His central argument is that we need more communities like Bandcamp.com that are favorable for artists - where they get direct access to their customers (email addresses aren’t obscured by the platform) and they get a reasonable share of their listener’s dollars.
He also talks a lot about world wide web inventor Tim Berners-Lee and his vision of frictionless microtransactions so that consumers can more seamlessly pay for content as they consume it.
I mentioned there were aspects of this book I disagree with. One of them is the author’s support of the Stop Online Piracy Act, which would have been disastrous for a lot of websites that have a lot of user-submitted content (including this forum).
Luckily Taplin points out plenty of alternatives, such as pressuring websites like YouTube to use the same algorithmic detection they use to detect copyrighted material and prevent it from being uploaded in the first place (instead of forcing content creators to submit takedown requests.) He points out that if YouTube can stop pornography from being hosted there, they can stop copyrighted music and films from being uploaded.

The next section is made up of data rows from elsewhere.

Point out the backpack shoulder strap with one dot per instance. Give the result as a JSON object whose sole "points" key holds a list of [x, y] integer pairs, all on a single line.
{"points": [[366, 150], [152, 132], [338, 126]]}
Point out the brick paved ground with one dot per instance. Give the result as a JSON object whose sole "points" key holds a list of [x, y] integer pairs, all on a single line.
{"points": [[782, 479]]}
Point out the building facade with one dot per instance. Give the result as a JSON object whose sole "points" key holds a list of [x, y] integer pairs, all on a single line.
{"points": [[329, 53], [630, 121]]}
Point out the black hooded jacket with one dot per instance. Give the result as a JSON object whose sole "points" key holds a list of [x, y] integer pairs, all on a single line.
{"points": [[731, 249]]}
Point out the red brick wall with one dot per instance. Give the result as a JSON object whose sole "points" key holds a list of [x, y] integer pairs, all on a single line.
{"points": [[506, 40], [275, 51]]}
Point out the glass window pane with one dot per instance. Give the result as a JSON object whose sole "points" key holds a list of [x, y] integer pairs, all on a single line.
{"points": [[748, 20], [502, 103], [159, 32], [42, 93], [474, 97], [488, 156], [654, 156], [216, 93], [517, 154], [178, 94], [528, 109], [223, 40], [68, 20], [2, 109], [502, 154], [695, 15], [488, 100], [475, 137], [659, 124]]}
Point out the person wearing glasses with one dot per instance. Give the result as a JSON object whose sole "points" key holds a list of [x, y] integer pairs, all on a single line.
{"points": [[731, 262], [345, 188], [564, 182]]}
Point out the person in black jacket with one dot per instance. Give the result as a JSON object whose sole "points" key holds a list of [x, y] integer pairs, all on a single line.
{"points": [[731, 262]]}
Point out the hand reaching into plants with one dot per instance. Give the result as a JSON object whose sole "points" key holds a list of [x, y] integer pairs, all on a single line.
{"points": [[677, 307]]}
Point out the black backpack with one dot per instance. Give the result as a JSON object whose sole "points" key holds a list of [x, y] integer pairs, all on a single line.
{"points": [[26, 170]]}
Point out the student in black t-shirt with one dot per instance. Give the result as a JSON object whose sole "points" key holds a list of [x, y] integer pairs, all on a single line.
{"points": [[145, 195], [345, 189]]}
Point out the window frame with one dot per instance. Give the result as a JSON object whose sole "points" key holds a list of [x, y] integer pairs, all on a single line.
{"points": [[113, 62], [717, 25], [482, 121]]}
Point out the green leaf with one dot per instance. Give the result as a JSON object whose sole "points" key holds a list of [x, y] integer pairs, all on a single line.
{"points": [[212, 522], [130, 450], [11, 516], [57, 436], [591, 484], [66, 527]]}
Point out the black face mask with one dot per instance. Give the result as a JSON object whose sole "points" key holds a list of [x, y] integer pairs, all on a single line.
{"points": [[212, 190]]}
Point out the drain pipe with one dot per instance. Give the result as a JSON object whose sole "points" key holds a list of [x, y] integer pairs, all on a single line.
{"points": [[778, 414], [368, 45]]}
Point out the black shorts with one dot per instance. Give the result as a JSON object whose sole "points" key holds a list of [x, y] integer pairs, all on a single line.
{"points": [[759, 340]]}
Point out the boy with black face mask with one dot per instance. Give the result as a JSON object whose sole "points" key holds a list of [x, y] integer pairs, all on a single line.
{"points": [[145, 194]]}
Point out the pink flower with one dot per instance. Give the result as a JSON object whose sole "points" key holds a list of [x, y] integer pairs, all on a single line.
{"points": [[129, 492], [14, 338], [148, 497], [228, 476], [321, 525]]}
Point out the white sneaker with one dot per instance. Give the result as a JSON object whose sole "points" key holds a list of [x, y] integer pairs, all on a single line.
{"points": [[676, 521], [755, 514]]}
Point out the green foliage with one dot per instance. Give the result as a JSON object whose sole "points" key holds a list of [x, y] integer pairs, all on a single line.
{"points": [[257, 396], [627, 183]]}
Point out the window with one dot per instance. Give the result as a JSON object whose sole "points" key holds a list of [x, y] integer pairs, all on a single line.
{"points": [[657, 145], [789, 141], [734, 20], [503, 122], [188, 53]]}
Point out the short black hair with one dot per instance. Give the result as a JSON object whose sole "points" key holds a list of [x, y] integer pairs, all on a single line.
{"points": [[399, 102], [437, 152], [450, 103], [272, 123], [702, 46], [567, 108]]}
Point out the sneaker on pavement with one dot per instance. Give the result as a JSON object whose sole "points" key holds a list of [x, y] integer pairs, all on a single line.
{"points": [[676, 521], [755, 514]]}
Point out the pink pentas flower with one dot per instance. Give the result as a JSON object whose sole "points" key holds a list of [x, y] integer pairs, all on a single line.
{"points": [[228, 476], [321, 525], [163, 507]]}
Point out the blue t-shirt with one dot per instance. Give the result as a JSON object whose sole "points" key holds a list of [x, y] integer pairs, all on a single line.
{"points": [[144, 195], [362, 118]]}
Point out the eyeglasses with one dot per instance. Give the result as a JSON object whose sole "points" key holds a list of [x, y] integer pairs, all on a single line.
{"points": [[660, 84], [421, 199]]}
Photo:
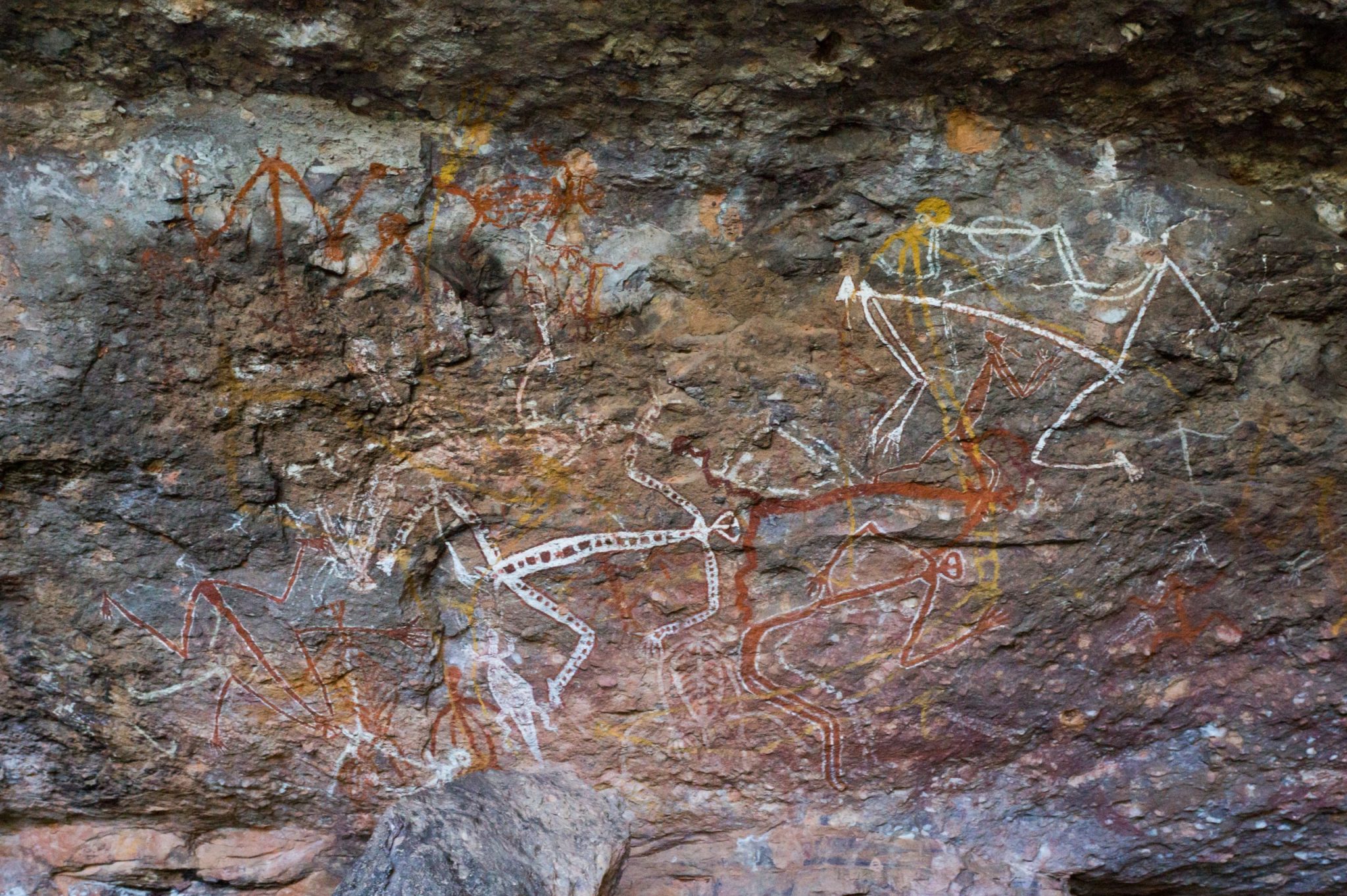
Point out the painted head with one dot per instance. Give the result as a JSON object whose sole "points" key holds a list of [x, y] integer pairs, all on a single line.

Taplin also talks a bit about the perverse incentives associated with advertisements, and how the nature of trying to identify hits means that most artists won’t be able to subsist long enough to build a real audience. (Another book I read a couple months ago about the advertising industry is Tim Wu’s The Attention Merchants: The Epic Scramble to Get Inside Our Heads which I also recommend.)
He points out that Bob Dylan - whom he managed in the early 1970s - only sold 4,000 copies of his debut album in two years. There’s no way a modern music publisher would be able to take a chance on a musician like this, even though today Bob Dylan is widely acknowledged as one of the most important musicians of the 20th century.
Instead, the new licensing-driven music industry reduces musicians to being judged by advertising executives who aren’t asking “is this art?” but rather “can this help me sell Pepsi?”
This book covers a lot of ground in just an 8 hour listen. I listened to the entire thing in a single 24-hour period (on double speed) while exercising and running errands. It was definitely worth my time, and if you’re interested in the future of art and how technology is steering it, I think it’s worth your time, too.